I recently posted some details on SFN about the law concerning reimbursement of goods as I had been given an Avoir from a local shop not reimbursement. I thought I had found the "loi article" which applied and returned to the shop where the assistant had asked me to prove that I was entitled to a reimbursement not credit. I spoke to the girl, ranted a bit at the owner's son then finally spoke to a women who informed me that the law only applied to internet shopping. I asked her to show me the details which she will do tomorrow.

Anyway on returning home I searched the internet again (I am not too proud) and finally found she was right and this is the best site I found with the clearest information and the bit I needed was this:

-Concernant les achats en magasins, il est possible de constater que certains commerçants laissent la « possibilité de rapporter l’objet (dans son emballage) sous X jours ».
Dans un tel cas, il s’agit d’un droit que le commerçant laisse au consommateur, et non d’une obligation légale à laquelle il est soumis.
Toutefois, il convient de préciser que juridiquement, le professionnel est tenu de ce pourquoi il s’engage.
Mais lorsque rien n’est mentionné par écrit (affichage, Conditions Générales de Vente, écrit informatif) : attention, le professionnel n’a aucune obligation d’accorder ce droit au consommateur !

So beware - you have more rights buying over the internet with 14 days to return the goods and be reimbursed.

I think you'll find that this droit de retraction doesn't apply to a purchase in a shop. If you buy by mail order, internet, phone, or on your doorstep, it's different, & that's what this clause covers.

Possibly a bit late but you have 7 days in which you can return any goods ( undamaged )

even if you bought on a whim.

they frequently try and fob you off with an "avoir" which you don't have to accept either.

Last resort, tell them you will contact UFC Que Choisir,( consumer help in most towns )

and stick to your guns !!

Droit de retractation on google for more ...
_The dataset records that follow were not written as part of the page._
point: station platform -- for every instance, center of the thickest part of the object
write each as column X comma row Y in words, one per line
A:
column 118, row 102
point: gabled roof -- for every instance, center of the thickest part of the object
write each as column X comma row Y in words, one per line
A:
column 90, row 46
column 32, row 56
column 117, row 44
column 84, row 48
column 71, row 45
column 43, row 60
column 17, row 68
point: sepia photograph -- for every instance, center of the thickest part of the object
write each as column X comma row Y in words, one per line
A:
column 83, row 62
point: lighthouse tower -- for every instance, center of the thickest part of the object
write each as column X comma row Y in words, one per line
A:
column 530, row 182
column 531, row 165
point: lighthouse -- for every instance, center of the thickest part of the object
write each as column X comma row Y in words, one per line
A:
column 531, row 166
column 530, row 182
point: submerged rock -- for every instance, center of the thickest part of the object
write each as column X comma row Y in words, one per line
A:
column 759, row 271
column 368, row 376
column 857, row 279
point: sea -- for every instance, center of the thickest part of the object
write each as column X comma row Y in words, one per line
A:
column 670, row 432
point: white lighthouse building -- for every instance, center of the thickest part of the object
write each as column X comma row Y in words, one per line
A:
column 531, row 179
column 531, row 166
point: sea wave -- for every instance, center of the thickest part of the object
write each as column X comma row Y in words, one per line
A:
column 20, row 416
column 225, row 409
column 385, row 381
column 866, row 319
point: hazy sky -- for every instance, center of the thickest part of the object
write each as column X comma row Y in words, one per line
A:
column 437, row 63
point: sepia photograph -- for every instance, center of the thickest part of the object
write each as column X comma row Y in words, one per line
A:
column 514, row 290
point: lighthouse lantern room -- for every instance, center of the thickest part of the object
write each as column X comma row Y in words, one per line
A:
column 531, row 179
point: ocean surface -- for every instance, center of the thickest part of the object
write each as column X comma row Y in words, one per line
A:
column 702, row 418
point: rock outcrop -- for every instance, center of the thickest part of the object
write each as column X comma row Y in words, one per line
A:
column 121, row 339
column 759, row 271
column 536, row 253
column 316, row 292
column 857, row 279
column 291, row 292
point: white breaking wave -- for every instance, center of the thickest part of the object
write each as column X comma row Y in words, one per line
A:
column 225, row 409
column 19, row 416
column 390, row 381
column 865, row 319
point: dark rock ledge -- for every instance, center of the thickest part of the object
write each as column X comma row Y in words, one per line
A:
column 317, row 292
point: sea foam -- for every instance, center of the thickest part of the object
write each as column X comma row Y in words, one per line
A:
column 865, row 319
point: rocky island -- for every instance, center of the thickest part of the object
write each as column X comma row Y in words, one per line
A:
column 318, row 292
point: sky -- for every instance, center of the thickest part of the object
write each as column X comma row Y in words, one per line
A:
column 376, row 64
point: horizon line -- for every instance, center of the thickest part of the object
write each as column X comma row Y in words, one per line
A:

I think a lot of the smaller retailers have troubles with people who try to take advantage - Finding they could have got the product cheaper online - "Borrowing" a dress for an evening out and returning it the next day. So that is their way of protecting themselves. A bit different with a large builders merchant.
But overcharging is fraud and in that case I would expect an instant refund and a grovelling apology.

I have found that our local Gedimat is quite happy to have unused goods returned even after more than a year ad generally gives the value in cash (with no deductions for restocking etc) apart form on one occasion where the refund was over €200 and they told me I would be sent a cheque which arrives about 7 days later. I think I have also had a small refund in cash from M Bricolage but most places do give an avoir for returned goods. For tiles and flooring etc I always overbuy slightly and they are quite happy to agree refunds for the excess without mentioning any time limit.

If you have been overcharged, I am sure you would be within your rights to demand cash.
Try threatening to call the police. Tell them you are on good terms with the editor of the local paper.......

On several occasions I have been over-charged at Inter Marche. The amounts were small (less than a euro), but I went back to the till out of principal. On each occasion I have been presented with an avoir rather than cash, even though it only happened minutes before!

In some cases, Internet traders insist you follow their return procedures and that may require you to print out a pre-paid return label. Could be tricky if you don't own a printer.

Just a change of mind. In the case of internet purchases you have 14 days to return them and it depends on the seller as to whether they will refund the postage. Check before you return - or before you buy even. I bought some shoes from Germany once, made a mistake with the size and they refunded the postage and sent the correct size.

I was being lazy and hoping to get an answer without reading all that "small print!" :-)

Copy of EU law for SALE OF GOODS can be found here..

Would that apply in the case of faulty goods, or only if you have changed your mind?
In the case of internet purchases, you have to pay return postage unless the goods are faulty or not what was described.